Belgische Werkliedenpartij
Belgische Werkliedenpartij (BWP) Parti ouvrier belge (POB) | |
Oprichting | 6 april 1885 |
Opheffing | 28 juni 1940 |
Actief in | België |
Richting | Centrumlinks tot Links |
Stroming | Sociaaldemocratie Democratisch socialisme |
Overig | |
Opvolgende partij(en) | Belgische Socialistische Partij |
Portaal Politiek |
De Belgische Werkliedenpartij (BWP), of in het Frans Parti ouvrier belge (POB), was een Belgische politieke partij. De BWP-BOP was actief tussen 1885 en 1940. Het was een sociaaldemocratische partij. Tijdens de verzuiling vertegenwoordigde de Belgische Werkliedenpartij de socialistische zuil.
De BWP-POB werd in 1885 opgericht. Het vertegenwoordigde de arbeidersklasse die toentertijd niet kon stemmen. Door middel stakingen wisten zij uiteindelijk het algemeen meervoudig stemrecht af te dwingen in 1892. Vanaf toen kwam de BWP-BOP ook in het parlement. Aan het begin van de 20e eeuw deed de BWP-POB afstand van de revolutie. De partij wilde op democratische manier veranderingen doorbrengen. De revolutionaire socialisten stapten toen over naar de Kommunistische Partij van België (KPB). Vanaf de Eerste Wereldoorlog zat de partij in verschillende regeringen met de Katholieke Partij en de Liberale Partij.
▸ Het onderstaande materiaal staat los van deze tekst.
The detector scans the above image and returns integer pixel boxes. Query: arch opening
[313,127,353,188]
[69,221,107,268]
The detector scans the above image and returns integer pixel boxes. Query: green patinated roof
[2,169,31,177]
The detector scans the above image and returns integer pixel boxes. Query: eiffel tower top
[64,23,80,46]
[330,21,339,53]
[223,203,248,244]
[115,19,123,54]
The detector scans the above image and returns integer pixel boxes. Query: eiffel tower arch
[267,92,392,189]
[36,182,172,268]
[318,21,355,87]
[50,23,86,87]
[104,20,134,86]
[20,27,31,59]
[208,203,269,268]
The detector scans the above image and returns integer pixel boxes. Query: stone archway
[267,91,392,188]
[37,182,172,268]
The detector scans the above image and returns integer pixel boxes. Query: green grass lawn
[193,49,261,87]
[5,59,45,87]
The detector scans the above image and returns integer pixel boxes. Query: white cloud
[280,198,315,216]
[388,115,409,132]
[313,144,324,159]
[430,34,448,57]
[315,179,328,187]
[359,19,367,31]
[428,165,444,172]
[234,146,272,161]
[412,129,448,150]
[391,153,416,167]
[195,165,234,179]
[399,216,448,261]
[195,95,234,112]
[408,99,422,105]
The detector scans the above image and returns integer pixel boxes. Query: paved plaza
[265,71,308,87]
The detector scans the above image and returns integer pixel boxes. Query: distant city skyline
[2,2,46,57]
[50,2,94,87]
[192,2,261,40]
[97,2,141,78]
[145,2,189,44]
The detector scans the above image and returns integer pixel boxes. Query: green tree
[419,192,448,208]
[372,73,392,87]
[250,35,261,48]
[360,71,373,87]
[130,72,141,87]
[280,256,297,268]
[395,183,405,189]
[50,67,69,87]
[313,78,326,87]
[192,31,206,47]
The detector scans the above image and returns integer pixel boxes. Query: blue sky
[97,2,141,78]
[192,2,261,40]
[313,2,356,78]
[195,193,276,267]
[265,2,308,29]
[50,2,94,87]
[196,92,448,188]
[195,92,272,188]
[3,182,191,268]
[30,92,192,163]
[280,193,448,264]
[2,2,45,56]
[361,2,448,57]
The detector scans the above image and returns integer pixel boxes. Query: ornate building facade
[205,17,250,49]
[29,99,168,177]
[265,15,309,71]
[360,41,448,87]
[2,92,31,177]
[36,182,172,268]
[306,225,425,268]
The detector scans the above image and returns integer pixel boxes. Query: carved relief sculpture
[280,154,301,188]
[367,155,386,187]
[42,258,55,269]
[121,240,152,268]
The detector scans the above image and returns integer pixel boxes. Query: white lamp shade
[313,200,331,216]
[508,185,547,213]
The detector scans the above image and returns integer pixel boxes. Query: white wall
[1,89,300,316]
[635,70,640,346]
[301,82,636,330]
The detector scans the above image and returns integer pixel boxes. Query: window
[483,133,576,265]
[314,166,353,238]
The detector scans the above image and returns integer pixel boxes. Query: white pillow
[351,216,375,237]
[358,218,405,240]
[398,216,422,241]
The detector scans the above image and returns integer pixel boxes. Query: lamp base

De partij werd aan het begin van de Tweede Wereldoorlog opgeheven door partijvoorzitter Hendrik de Man. De Man besloot namelijk over te lopen naar de nazi's, terwijl veel partijleden moesten vluchten, onderduiken of het verzet in gingen. Na de Tweede Wereldoorlog werd de Belgische Socialistische Partij (BSP) opgericht als opvolger van de BWP. Dit is de voorloper van het Vlaamse Vooruit en de Franstalige Parti Socialiste.
Geschiedenis
Oprichting
In de 19e eeuw konden alleen Belgische mannen met bepaald inkomen of vermogen stemmen. Dit wordt het censuskiesrecht genoemd. Ook werkten de meeste arbeiders in zware omstandigheden. Zij maakten lange dagen, kregen weinig betaald en leefden in slechte en kleine huizen. Tijdens de 19e eeuw verenigden zij zich in vakbonden. Deze vakbonden kwamen op de rechten van arbeiders. Zo organiseerden zij stakingen die vaak illegaal waren. Door middel van stakingen wilden zij hogere lonen, betere arbeidsomstandigheden en algemeen kiesrecht regelen.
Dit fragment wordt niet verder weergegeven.